Much like ‘The American Dream’ Dusty Rhodes, who passed in 2015, Pat Patterson’s death has left behind a legacy that goes way beyond a stellar in-ring career. Remembered as the first-ever Intercontinental Champion in the then-World Wrestling Federation in 1979, his full-time in-ring career ended in 1984 as the company was about to take off and reach global audiences like never before.
Having appeared in sporadic roles as a commentator and referee, he re-emerged as a regular on-screen performer during the ‘Attitude Era’ of the late 90s and early 2000s, as one of Mr.McMahon’s ‘Stooges’ along with Gerald Brisco. The two were one of the more under-rated comedy acts of a golden age in WWE history, playing the comic foil in the legendary feud between McMahon and Stone Cold Steve Austin.

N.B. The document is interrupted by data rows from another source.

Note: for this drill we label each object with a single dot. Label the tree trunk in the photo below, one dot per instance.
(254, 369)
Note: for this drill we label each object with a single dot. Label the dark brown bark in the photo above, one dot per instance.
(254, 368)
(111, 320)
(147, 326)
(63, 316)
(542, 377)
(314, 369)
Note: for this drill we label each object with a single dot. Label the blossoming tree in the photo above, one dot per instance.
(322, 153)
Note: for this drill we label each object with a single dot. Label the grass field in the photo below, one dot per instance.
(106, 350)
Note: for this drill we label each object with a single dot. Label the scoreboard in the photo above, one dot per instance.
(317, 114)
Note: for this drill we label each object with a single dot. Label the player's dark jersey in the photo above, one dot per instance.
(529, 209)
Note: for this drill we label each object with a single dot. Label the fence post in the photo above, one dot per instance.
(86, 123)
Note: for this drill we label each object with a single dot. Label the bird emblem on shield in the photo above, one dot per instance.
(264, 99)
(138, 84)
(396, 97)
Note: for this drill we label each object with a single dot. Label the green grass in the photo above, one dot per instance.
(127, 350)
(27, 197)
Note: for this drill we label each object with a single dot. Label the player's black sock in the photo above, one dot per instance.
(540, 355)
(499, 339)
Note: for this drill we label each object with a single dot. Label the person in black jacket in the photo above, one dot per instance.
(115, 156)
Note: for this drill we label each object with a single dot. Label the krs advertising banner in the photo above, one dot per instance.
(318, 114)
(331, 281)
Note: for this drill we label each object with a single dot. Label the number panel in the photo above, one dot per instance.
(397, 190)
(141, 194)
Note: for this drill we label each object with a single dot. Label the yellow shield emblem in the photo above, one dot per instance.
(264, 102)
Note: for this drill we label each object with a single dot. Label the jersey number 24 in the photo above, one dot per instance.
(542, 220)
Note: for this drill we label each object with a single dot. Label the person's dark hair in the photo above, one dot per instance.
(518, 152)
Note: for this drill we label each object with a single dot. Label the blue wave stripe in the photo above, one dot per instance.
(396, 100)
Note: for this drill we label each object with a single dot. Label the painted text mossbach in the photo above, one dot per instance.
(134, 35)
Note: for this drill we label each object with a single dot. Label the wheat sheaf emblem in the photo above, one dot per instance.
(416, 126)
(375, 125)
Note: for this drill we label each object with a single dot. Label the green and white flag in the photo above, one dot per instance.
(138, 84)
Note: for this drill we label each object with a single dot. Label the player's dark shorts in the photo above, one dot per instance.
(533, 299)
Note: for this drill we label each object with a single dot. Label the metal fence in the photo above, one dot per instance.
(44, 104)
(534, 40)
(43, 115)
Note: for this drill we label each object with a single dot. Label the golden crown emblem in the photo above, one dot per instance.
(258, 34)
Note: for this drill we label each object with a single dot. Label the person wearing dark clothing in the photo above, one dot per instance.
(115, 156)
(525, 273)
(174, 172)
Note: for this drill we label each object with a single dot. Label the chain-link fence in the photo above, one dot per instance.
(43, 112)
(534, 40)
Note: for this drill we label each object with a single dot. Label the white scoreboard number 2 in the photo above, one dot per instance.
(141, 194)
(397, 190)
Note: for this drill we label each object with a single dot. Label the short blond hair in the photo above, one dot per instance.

His on-screen positioning as Vince McMahon’s right-hand man mirrored the reality backstage, where Patterson is credited as being the most influential and widely respected creative mind from McMahon’s inner circle. It was Patterson who devised the concept of the ‘Royal Rumble’, still to this day one of the highlights of the WWE calendar more than 30 years after it debuted.
Perhaps more importantly, as a wrestling purist, he has been a huge advocate for some of the supposed ‘smaller’ top stars in the company’s history, at a time when size and strength was often valued over skill and in-ring talent. The likes of Bret Hart and Shawn Michaels have credited Patterson with much of their success over the years. He played a key role in their ascendance from mid-card ring generals to main-event superstars, a shift in the company’s direction that helped pave the way for a more expansive in-ring style in the years that followed.
Whether fans were aware of his influence or not, countless classic WWE matches and moments owed a huge debt to Patterson. These include the memorable Iron Man Match between Hart and Michaels at WrestleMania 12, and Michaels’ show-stealing match with Kurt Angle at WrestleMania 21. The likes of The Rock and Chris Jericho have consistently been gushing in their praise of Patterson over the years, both seeing him as a seminal influence in their careers from behind the curtain.
Despite his full-time role with the company ending in 2005, Patterson remained a regular contributor backstage up to this year, and his influence has been shared with the more recent crop of WWE stars that have emerged from NXT, including the likes of Kevin Owens, Sami Zayn and Bailey.
Pat Patterson was also a pioneer in his personal life, much like in his career. He is recognised as the first openly gay professional wrestler. But Patterson was loved by so many of his colleagues for his warmth, humour and talent, despite coming from an era when the wrestling industry was much less inclusive than it is today.
His sexuality was well known among his friends and colleagues, but the first public acknowledgement came in scenes from the WWE reality series ‘Legends House’ in 2014, where Patterson gave an emotional speech surrounded by long-time friends such as Rowdy Roddy Piper and Mean Gene Okerlund.
His experience was chronicled in the 2016 autobiography ‘Accepted: How the First Gay Superstar Changed WWE’, where he described being thrown out of his family home in Montreal at the age of 17 after revealing his sexuality. It was from there that Patterson moved to the United States and forged a wrestling career spanning across six decades that will continue to influence the industry many years after his death.
A number of the online tributes from WWE stars have referenced Patterson’s sense of humour and his fondness for singing, with Frank Sinatra’s ‘My Way’ being his preferred choice on karaoke nights.
A fitting anthem for a life and career that inspired so many.